“Theology must work freely”

Students in the lecture hall © Thomas Frey

Benedikt Kranemann, a liturgical scholar from Erfurt, has again spoken out in favor of critical theology at universities. "The problem is that the church needs a critical theology, especially today," Kranemann said in an interview.

He cited as an example the recent study on sexual abuse of minors. "Devotion to an institution is not what distinguishes a science, but hinders it," Kranemann told the Suddeutsche Zeitung newspaper.

Theology must not be "domesticated". "Whoever ignores this and does not accept the freedom of science, harms the church itself". Rome cannot proclaim a revolution of thought in the person of the pope and then demand that you register it with the Congregation for Education," Kranemann said. That the catechism can be changed, Pope Francis proved, he said, "when he determined last summer that the death penalty can never be permissible. This was different until then".

"Questioning the traditional in a different way"

Many questions arise anew "the more one compares the Catholic faith with other denominations and religions or gains insights into the historical development of rites and statements of faith," the scientist said. "Theological knowledge generally changes with the progress of science and also with the mentality of a time."

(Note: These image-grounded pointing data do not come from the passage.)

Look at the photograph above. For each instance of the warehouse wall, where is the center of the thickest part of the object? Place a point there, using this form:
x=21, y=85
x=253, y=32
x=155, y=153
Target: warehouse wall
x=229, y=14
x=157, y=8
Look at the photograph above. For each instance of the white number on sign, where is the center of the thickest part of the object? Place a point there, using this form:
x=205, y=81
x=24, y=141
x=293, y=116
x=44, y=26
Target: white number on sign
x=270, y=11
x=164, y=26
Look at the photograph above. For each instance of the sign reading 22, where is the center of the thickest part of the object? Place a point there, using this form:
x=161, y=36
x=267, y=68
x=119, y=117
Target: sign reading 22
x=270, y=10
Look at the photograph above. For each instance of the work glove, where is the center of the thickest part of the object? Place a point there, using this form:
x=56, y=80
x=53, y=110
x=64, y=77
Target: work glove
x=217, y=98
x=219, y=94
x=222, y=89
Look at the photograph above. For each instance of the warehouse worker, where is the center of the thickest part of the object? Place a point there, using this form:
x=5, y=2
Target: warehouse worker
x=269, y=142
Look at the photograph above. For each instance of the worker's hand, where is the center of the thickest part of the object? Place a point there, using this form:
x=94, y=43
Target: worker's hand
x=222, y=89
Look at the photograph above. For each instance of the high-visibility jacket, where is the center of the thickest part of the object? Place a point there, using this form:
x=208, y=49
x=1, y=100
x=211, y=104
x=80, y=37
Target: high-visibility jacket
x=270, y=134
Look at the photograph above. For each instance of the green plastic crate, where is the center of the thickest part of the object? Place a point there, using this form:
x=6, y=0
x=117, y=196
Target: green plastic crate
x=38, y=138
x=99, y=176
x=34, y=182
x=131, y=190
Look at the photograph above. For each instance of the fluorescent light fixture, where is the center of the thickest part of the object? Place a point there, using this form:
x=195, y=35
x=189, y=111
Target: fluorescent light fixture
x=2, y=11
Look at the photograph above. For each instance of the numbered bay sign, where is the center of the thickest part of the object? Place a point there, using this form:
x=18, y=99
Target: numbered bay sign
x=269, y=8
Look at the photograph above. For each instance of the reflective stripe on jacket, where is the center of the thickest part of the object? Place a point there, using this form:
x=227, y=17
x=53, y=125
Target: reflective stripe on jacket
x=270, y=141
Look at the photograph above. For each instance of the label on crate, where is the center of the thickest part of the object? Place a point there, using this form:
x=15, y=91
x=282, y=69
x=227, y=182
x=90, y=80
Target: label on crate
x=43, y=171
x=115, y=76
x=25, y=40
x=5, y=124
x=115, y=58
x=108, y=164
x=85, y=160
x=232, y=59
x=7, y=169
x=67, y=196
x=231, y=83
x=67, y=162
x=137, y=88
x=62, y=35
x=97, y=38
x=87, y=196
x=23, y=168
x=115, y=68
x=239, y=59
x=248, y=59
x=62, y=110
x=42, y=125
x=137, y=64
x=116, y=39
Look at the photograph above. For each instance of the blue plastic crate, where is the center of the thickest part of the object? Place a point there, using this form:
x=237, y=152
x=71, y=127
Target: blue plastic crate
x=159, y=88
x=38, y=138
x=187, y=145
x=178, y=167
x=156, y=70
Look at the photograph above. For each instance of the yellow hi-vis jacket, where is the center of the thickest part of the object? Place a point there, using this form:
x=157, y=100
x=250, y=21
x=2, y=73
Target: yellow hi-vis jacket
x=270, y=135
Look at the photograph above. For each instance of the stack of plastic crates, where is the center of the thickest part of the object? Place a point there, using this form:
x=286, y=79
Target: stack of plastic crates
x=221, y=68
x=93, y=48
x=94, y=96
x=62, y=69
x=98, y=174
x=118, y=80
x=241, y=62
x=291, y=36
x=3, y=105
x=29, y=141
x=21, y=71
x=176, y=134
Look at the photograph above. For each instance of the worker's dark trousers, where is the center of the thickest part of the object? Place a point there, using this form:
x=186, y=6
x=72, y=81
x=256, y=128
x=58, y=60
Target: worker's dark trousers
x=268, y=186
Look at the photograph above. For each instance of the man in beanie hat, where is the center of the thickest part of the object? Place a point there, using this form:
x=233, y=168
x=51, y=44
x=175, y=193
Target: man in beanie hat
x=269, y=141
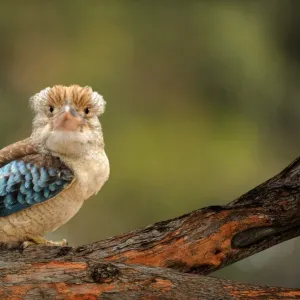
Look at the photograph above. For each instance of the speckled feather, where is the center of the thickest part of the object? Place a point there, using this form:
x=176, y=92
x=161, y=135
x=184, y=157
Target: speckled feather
x=31, y=180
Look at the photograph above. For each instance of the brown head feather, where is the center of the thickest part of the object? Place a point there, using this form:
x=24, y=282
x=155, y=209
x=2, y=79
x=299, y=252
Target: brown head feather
x=80, y=97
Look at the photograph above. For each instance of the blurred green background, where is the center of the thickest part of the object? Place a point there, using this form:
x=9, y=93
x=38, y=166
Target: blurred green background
x=202, y=104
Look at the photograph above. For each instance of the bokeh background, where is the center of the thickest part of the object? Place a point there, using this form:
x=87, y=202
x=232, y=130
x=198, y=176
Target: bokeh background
x=203, y=103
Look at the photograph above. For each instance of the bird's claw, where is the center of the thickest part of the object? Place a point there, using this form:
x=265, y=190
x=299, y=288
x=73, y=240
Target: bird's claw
x=37, y=240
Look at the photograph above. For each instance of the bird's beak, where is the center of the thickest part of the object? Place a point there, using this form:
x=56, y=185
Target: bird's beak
x=68, y=119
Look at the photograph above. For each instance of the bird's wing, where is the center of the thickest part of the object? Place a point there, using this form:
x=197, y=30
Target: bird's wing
x=16, y=150
x=31, y=180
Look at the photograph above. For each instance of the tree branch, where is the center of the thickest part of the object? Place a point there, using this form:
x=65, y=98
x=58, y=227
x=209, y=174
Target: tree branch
x=199, y=242
x=90, y=280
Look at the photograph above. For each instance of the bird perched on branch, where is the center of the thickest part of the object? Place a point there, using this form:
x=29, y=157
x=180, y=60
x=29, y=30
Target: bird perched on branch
x=45, y=178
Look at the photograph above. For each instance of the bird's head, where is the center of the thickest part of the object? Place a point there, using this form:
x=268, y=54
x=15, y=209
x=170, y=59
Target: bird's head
x=66, y=120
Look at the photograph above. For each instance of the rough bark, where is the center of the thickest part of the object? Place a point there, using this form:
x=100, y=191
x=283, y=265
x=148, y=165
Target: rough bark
x=92, y=280
x=199, y=242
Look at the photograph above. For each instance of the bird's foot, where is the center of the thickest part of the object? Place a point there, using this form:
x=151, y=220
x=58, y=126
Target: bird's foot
x=38, y=240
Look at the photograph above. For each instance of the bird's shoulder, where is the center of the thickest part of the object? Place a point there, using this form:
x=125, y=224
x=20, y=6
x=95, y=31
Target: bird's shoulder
x=17, y=150
x=30, y=180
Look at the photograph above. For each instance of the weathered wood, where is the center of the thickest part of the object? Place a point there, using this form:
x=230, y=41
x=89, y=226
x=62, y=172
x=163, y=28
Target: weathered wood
x=199, y=242
x=92, y=280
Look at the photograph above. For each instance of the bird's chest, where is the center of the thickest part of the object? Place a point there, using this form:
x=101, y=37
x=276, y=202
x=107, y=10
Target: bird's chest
x=90, y=177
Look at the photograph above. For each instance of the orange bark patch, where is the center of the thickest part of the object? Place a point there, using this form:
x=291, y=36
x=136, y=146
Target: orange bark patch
x=162, y=284
x=210, y=250
x=266, y=294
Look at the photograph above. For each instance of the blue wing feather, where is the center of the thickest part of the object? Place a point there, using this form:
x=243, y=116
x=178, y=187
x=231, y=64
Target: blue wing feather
x=24, y=184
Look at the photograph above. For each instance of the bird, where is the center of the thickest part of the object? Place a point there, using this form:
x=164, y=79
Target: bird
x=46, y=178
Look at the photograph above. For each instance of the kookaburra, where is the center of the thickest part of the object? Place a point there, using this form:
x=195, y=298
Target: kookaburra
x=45, y=179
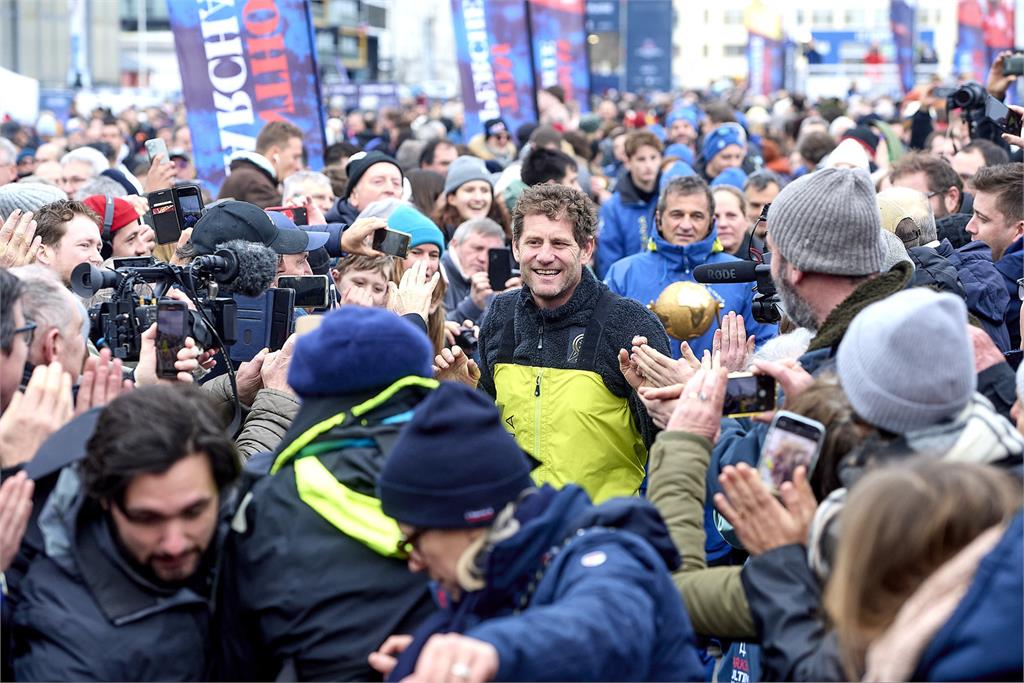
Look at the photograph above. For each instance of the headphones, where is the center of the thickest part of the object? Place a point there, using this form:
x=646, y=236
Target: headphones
x=108, y=243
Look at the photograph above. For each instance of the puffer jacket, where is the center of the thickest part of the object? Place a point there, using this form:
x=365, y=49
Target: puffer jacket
x=644, y=276
x=85, y=613
x=579, y=593
x=626, y=222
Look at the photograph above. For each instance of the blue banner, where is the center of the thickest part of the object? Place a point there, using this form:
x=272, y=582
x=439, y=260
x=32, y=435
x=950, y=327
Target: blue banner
x=901, y=16
x=648, y=45
x=244, y=66
x=556, y=29
x=494, y=56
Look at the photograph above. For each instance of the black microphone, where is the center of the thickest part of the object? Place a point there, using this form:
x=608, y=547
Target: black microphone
x=735, y=271
x=246, y=267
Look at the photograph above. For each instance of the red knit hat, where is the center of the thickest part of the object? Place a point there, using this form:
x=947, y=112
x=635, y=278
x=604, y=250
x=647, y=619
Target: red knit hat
x=123, y=214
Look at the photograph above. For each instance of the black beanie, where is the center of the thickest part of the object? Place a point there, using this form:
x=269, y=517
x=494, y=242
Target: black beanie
x=454, y=466
x=357, y=165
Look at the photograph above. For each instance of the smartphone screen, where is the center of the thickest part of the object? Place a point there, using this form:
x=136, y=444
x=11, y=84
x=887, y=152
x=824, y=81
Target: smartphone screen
x=156, y=146
x=172, y=328
x=310, y=291
x=392, y=242
x=190, y=204
x=749, y=394
x=792, y=440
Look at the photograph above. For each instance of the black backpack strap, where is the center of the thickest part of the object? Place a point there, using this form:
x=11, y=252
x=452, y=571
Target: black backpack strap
x=595, y=330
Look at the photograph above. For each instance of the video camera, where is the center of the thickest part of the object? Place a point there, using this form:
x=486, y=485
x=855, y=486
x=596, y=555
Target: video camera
x=119, y=324
x=765, y=307
x=986, y=117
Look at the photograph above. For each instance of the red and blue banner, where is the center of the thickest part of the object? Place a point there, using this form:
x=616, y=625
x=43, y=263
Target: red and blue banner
x=901, y=16
x=493, y=52
x=559, y=41
x=648, y=45
x=243, y=66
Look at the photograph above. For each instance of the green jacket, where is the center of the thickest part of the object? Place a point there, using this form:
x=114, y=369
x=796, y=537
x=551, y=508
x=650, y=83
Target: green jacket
x=714, y=596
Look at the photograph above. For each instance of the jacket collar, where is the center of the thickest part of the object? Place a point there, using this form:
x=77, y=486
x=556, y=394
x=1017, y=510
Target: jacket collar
x=686, y=256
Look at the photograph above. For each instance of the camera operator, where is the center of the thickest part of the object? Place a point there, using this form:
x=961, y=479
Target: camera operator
x=122, y=589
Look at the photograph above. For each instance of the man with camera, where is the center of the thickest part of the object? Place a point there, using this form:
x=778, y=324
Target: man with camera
x=123, y=589
x=550, y=352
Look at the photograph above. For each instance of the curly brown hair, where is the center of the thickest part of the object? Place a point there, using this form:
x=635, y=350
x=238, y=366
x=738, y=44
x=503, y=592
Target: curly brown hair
x=51, y=220
x=557, y=203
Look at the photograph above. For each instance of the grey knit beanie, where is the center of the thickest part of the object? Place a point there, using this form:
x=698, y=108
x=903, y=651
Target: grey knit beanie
x=827, y=221
x=465, y=169
x=906, y=361
x=30, y=196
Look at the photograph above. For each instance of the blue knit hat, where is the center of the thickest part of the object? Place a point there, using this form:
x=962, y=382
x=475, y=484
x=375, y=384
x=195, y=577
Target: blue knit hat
x=407, y=219
x=730, y=176
x=684, y=113
x=357, y=349
x=680, y=151
x=677, y=170
x=454, y=466
x=721, y=137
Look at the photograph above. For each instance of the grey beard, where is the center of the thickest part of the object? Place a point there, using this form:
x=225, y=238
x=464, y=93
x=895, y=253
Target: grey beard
x=795, y=306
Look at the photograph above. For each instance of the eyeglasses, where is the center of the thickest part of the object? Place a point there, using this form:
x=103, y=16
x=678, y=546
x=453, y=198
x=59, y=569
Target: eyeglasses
x=29, y=330
x=407, y=544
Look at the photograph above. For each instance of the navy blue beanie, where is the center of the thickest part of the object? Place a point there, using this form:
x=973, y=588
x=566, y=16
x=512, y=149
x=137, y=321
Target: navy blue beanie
x=454, y=466
x=356, y=349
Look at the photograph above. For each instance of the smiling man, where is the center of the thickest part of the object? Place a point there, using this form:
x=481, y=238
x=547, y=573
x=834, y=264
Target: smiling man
x=122, y=591
x=686, y=237
x=549, y=352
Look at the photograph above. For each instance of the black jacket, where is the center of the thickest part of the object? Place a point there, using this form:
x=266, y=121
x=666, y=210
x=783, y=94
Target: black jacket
x=545, y=338
x=85, y=613
x=298, y=597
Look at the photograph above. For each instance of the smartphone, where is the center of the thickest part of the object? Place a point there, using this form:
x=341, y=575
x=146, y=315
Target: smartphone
x=121, y=262
x=165, y=216
x=501, y=267
x=189, y=205
x=297, y=214
x=156, y=146
x=391, y=242
x=310, y=291
x=1000, y=115
x=792, y=440
x=1014, y=66
x=749, y=394
x=172, y=328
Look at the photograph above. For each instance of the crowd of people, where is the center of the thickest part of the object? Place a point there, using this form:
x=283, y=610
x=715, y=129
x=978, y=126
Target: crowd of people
x=443, y=476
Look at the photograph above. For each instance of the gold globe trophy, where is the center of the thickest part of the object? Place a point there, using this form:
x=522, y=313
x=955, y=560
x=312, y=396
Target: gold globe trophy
x=686, y=309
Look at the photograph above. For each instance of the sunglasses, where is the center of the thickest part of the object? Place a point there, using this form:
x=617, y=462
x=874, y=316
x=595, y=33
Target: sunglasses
x=407, y=544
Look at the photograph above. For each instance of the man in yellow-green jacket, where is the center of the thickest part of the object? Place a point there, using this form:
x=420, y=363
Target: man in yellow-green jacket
x=549, y=352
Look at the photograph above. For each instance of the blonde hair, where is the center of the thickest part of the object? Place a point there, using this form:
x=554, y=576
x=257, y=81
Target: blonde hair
x=899, y=524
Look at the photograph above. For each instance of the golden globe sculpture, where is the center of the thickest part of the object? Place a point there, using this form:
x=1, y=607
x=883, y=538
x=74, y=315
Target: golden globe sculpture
x=686, y=309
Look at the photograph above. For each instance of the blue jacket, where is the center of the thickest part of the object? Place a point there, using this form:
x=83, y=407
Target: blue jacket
x=982, y=641
x=1012, y=268
x=579, y=593
x=626, y=222
x=986, y=295
x=643, y=276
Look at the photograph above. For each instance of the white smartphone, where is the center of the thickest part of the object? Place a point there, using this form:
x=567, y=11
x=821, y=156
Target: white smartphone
x=792, y=440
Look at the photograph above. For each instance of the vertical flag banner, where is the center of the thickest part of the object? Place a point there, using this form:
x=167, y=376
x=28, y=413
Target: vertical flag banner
x=766, y=48
x=971, y=55
x=244, y=66
x=495, y=69
x=901, y=15
x=648, y=45
x=559, y=42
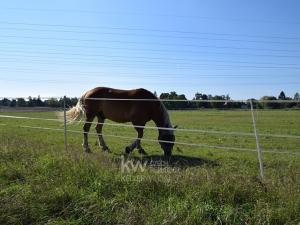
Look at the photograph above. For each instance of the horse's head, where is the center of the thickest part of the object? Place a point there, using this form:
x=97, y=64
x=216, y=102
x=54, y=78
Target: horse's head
x=166, y=140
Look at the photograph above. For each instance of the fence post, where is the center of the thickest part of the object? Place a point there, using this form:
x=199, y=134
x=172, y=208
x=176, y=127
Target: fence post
x=65, y=124
x=259, y=154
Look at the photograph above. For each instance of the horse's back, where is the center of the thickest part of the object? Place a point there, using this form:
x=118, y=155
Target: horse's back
x=127, y=109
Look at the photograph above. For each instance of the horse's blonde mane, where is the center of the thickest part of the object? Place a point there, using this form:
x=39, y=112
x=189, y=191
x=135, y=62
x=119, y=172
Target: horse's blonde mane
x=167, y=121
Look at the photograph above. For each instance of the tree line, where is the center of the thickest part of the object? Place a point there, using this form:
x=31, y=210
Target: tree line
x=58, y=102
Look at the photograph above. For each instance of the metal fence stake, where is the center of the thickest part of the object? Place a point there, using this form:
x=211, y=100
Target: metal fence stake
x=259, y=154
x=65, y=125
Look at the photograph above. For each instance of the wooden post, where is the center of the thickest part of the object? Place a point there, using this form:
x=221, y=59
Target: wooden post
x=259, y=154
x=65, y=125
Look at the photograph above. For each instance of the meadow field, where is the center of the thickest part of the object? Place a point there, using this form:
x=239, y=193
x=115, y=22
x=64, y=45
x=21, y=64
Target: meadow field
x=42, y=183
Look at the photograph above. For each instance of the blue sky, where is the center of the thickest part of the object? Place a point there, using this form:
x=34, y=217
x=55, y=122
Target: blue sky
x=241, y=48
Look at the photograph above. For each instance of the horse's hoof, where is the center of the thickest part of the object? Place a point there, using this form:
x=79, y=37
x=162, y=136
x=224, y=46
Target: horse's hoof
x=87, y=150
x=106, y=149
x=142, y=151
x=127, y=150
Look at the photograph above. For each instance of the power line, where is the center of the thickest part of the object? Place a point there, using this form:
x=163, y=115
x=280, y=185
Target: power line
x=170, y=59
x=152, y=43
x=123, y=74
x=142, y=35
x=139, y=63
x=147, y=50
x=239, y=20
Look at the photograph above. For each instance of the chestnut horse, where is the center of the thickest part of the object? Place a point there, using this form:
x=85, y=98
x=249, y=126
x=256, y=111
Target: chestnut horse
x=103, y=103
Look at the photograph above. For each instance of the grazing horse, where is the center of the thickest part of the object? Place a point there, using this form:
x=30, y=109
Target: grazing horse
x=124, y=106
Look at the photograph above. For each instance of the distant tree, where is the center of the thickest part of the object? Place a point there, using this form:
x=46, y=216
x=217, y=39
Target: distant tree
x=218, y=105
x=282, y=96
x=21, y=102
x=52, y=102
x=5, y=102
x=269, y=105
x=13, y=103
x=174, y=104
x=200, y=96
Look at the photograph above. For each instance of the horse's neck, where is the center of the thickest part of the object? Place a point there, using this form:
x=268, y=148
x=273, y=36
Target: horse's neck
x=163, y=120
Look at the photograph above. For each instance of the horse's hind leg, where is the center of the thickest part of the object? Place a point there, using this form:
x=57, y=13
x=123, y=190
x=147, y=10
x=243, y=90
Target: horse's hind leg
x=137, y=142
x=86, y=129
x=99, y=127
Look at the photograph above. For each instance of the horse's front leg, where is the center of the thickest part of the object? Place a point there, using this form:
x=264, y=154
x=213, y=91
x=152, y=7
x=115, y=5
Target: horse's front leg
x=137, y=142
x=99, y=127
x=86, y=129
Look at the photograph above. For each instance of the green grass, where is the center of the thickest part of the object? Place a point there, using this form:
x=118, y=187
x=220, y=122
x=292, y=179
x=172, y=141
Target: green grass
x=41, y=183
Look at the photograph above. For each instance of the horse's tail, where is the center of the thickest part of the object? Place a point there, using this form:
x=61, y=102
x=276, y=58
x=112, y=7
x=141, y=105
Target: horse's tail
x=76, y=113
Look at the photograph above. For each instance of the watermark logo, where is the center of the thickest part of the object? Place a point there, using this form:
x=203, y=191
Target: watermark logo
x=131, y=166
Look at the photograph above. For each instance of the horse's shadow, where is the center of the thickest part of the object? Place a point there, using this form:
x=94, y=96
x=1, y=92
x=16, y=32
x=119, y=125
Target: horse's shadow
x=175, y=161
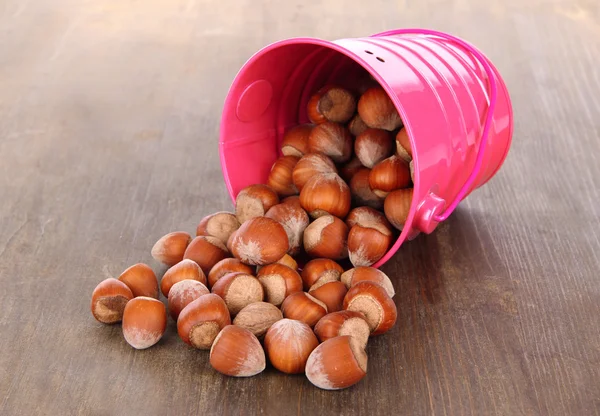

Today, the traditional has to be questioned differently, "and I have to be critical from my time and from today's state of research," Kranemann explained. "This permanent process of confrontation can lead to a more critical view, in any case to differentiations, changed assessments – or can also help to look at and appreciate the tradition in a new way."

"Pope expects impartiality"

The majority of German theology is on the course of the Pope, "who obviously expects an unbiased approach to theological problems," Kranemann said. But the question of how to discuss openly has not been answered, he said. "The fact that theologians are always in trouble with Roman authorities does not fit with a theology that must work freely."